Healthy Cooking Oil Myths and Facts

Healthy cooking oil myths will ruin your health. Get the facts straight and you’ll understand why coconut oil is the healthiest cooking oil in the world.

From all the research that has been done to this point, coconut oil appears to be the best oil to cook with. It’s the most harmless and nourishing all-purpose oil you can use.

Let’s look at some of the myths aimed at coconut oil to demonize it and take away its rightful place as the undisputed “king” of all cooking oils.

Myth: Coconut oil is rich in cholesterol

Fact: For the “nth” time, coconut oil has NO cholesterol and has fewer calories than any other cooking oil. Please help me put this myth to rest.

Myth: Coconut oil increases cholesterol levels and causes heart disease

Fact: People who consume huge quantities of coconut oil like the Indians, Sri Lankans, the Polynesians, and my Bicolano brothers here in the Philippines, all havelow cholesterol and rarely develop heart problems.

Myth: Coconut oil is a saturated fat just like animal fats

Fact: Many people, including doctors, don’t know that there is more than one type of saturated fat. The saturated fatty acids in animal fats are all Long Chain Triglycerides (LCT) or Long Chain Fatty Acids (LCFA).

Coconut oil is 92 percent saturated, mostly Medium Chain Triglycerides (MCT) or Medium Chain Fatty Acids (MCFA), a rare and special type of saturated fatty acids. The absorption, transport, metabolism and uses of LCFAs and MCFAs are entirely different.

Myth: Olive oil is better than coconut oil

Fact: Not true. Olive oil is not even a healthy cooking oil. You should never cook with olive oil.

Its high unsaturated fat content (77 percent monounsaturated, 9 percent polyunsaturated) makes it extremely prone to oxidation (spoilage), which is involved in the development of many types of cancers.

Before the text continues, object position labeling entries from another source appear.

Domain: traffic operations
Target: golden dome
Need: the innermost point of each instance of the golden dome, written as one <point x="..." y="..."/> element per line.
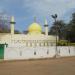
<point x="35" y="28"/>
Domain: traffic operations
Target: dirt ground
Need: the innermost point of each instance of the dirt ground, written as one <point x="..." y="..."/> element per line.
<point x="59" y="66"/>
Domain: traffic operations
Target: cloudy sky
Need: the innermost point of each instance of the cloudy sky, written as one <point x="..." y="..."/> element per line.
<point x="25" y="10"/>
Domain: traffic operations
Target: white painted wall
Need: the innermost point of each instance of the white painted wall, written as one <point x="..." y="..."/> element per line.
<point x="17" y="53"/>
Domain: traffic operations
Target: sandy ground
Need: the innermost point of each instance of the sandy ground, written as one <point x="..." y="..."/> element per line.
<point x="60" y="66"/>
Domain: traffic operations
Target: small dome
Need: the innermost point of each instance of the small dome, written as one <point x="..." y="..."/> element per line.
<point x="34" y="28"/>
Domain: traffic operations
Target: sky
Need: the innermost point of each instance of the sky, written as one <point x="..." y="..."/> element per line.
<point x="24" y="11"/>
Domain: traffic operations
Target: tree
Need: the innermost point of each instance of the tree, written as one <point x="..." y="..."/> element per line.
<point x="4" y="23"/>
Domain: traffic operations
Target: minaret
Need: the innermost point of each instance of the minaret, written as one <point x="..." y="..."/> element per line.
<point x="12" y="23"/>
<point x="46" y="27"/>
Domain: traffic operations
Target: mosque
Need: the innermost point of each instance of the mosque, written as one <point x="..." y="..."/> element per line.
<point x="34" y="37"/>
<point x="33" y="45"/>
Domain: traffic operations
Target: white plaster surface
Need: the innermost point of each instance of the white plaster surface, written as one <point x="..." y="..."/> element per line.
<point x="17" y="53"/>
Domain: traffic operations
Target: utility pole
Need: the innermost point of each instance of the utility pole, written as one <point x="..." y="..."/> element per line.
<point x="55" y="17"/>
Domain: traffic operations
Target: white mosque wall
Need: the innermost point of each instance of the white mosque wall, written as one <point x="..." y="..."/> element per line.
<point x="17" y="53"/>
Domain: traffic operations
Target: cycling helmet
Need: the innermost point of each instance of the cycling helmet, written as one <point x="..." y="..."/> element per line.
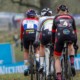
<point x="62" y="8"/>
<point x="46" y="12"/>
<point x="31" y="13"/>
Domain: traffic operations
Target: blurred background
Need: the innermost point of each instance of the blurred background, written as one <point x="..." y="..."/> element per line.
<point x="11" y="15"/>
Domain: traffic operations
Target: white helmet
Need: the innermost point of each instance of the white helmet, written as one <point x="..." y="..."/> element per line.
<point x="46" y="12"/>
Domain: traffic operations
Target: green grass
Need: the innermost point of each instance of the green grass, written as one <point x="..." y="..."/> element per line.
<point x="8" y="37"/>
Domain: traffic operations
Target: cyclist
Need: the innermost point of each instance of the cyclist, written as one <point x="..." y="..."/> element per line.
<point x="63" y="28"/>
<point x="45" y="26"/>
<point x="28" y="34"/>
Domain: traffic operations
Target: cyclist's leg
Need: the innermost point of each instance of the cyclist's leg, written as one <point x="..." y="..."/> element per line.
<point x="71" y="54"/>
<point x="57" y="53"/>
<point x="26" y="56"/>
<point x="42" y="53"/>
<point x="42" y="50"/>
<point x="36" y="45"/>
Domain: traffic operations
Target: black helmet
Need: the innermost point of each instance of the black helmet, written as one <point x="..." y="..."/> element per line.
<point x="46" y="12"/>
<point x="31" y="13"/>
<point x="62" y="8"/>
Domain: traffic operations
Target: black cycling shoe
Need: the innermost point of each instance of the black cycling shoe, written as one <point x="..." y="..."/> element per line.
<point x="73" y="71"/>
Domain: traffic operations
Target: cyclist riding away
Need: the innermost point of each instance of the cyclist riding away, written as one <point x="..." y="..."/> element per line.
<point x="63" y="28"/>
<point x="28" y="33"/>
<point x="45" y="26"/>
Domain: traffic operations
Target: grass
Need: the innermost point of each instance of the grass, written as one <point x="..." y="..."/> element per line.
<point x="8" y="37"/>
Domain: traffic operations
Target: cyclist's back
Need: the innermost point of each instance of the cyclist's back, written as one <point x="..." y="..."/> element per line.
<point x="65" y="27"/>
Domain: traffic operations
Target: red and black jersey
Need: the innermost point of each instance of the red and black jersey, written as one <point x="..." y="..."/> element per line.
<point x="63" y="21"/>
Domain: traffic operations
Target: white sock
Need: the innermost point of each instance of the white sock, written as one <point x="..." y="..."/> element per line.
<point x="37" y="57"/>
<point x="41" y="61"/>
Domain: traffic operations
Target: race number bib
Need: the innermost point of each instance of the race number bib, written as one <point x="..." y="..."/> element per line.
<point x="30" y="26"/>
<point x="48" y="25"/>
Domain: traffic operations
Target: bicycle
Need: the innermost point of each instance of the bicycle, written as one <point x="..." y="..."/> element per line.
<point x="65" y="63"/>
<point x="33" y="64"/>
<point x="51" y="63"/>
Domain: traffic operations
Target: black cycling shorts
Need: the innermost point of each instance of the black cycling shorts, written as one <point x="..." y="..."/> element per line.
<point x="59" y="41"/>
<point x="27" y="39"/>
<point x="45" y="37"/>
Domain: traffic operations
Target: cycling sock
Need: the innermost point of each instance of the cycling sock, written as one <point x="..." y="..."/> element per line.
<point x="37" y="57"/>
<point x="72" y="60"/>
<point x="41" y="61"/>
<point x="26" y="62"/>
<point x="59" y="77"/>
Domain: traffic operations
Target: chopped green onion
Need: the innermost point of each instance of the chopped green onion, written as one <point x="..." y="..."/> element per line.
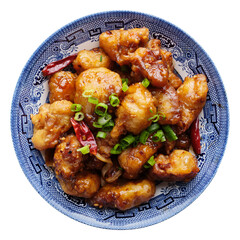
<point x="79" y="116"/>
<point x="124" y="87"/>
<point x="145" y="82"/>
<point x="76" y="107"/>
<point x="84" y="150"/>
<point x="154" y="127"/>
<point x="108" y="126"/>
<point x="124" y="80"/>
<point x="126" y="141"/>
<point x="155" y="118"/>
<point x="143" y="136"/>
<point x="162" y="115"/>
<point x="88" y="93"/>
<point x="104" y="119"/>
<point x="101" y="109"/>
<point x="97" y="125"/>
<point x="93" y="100"/>
<point x="114" y="100"/>
<point x="101" y="134"/>
<point x="169" y="133"/>
<point x="150" y="162"/>
<point x="159" y="136"/>
<point x="124" y="68"/>
<point x="117" y="149"/>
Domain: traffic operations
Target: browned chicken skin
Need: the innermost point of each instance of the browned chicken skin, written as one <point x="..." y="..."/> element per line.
<point x="167" y="103"/>
<point x="67" y="160"/>
<point x="180" y="165"/>
<point x="121" y="44"/>
<point x="94" y="58"/>
<point x="134" y="112"/>
<point x="62" y="86"/>
<point x="192" y="96"/>
<point x="83" y="184"/>
<point x="124" y="196"/>
<point x="51" y="121"/>
<point x="133" y="159"/>
<point x="102" y="81"/>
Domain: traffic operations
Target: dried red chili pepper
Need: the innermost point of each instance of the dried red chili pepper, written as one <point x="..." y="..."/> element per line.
<point x="195" y="136"/>
<point x="58" y="65"/>
<point x="84" y="135"/>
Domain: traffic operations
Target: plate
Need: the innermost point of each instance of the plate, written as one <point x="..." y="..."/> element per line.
<point x="32" y="91"/>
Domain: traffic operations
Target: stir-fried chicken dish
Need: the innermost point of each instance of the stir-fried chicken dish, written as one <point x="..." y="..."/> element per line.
<point x="120" y="120"/>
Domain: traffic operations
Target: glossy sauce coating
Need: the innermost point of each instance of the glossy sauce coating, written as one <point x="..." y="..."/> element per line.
<point x="51" y="121"/>
<point x="180" y="165"/>
<point x="124" y="196"/>
<point x="62" y="86"/>
<point x="134" y="112"/>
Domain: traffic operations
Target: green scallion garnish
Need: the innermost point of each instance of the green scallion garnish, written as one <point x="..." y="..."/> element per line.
<point x="101" y="134"/>
<point x="145" y="82"/>
<point x="169" y="133"/>
<point x="117" y="149"/>
<point x="108" y="126"/>
<point x="143" y="136"/>
<point x="124" y="87"/>
<point x="159" y="136"/>
<point x="84" y="150"/>
<point x="114" y="100"/>
<point x="101" y="109"/>
<point x="104" y="119"/>
<point x="97" y="125"/>
<point x="88" y="93"/>
<point x="154" y="118"/>
<point x="154" y="127"/>
<point x="150" y="162"/>
<point x="127" y="141"/>
<point x="93" y="100"/>
<point x="79" y="116"/>
<point x="76" y="107"/>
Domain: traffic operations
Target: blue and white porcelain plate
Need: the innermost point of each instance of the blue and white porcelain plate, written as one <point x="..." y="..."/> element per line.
<point x="32" y="91"/>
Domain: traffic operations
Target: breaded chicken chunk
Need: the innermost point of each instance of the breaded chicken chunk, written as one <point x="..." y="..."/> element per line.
<point x="67" y="160"/>
<point x="124" y="196"/>
<point x="62" y="86"/>
<point x="134" y="112"/>
<point x="51" y="121"/>
<point x="180" y="165"/>
<point x="83" y="184"/>
<point x="101" y="82"/>
<point x="167" y="103"/>
<point x="121" y="44"/>
<point x="133" y="159"/>
<point x="192" y="95"/>
<point x="94" y="58"/>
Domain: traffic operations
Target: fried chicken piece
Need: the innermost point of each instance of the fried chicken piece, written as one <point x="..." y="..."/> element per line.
<point x="51" y="121"/>
<point x="62" y="86"/>
<point x="151" y="65"/>
<point x="167" y="103"/>
<point x="180" y="165"/>
<point x="94" y="58"/>
<point x="192" y="96"/>
<point x="134" y="112"/>
<point x="173" y="79"/>
<point x="124" y="196"/>
<point x="133" y="159"/>
<point x="67" y="160"/>
<point x="121" y="44"/>
<point x="102" y="82"/>
<point x="84" y="184"/>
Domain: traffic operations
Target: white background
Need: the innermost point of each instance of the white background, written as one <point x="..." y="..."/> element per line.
<point x="26" y="24"/>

Myth: Polyunsaturated cooking oils are the healthiest

Fact: False. Polyunsaturated cooking oils are the worse! They go rancid easily and promote cancer by generating huge quantities of free radicals that attack your cells.

Polyunsaturated fat consumption is associated with macular degeneration and encourages vitamin D deficiency. They have an acidifying effect on your body and when partially hydrogenated are transformed into harmful trans fats.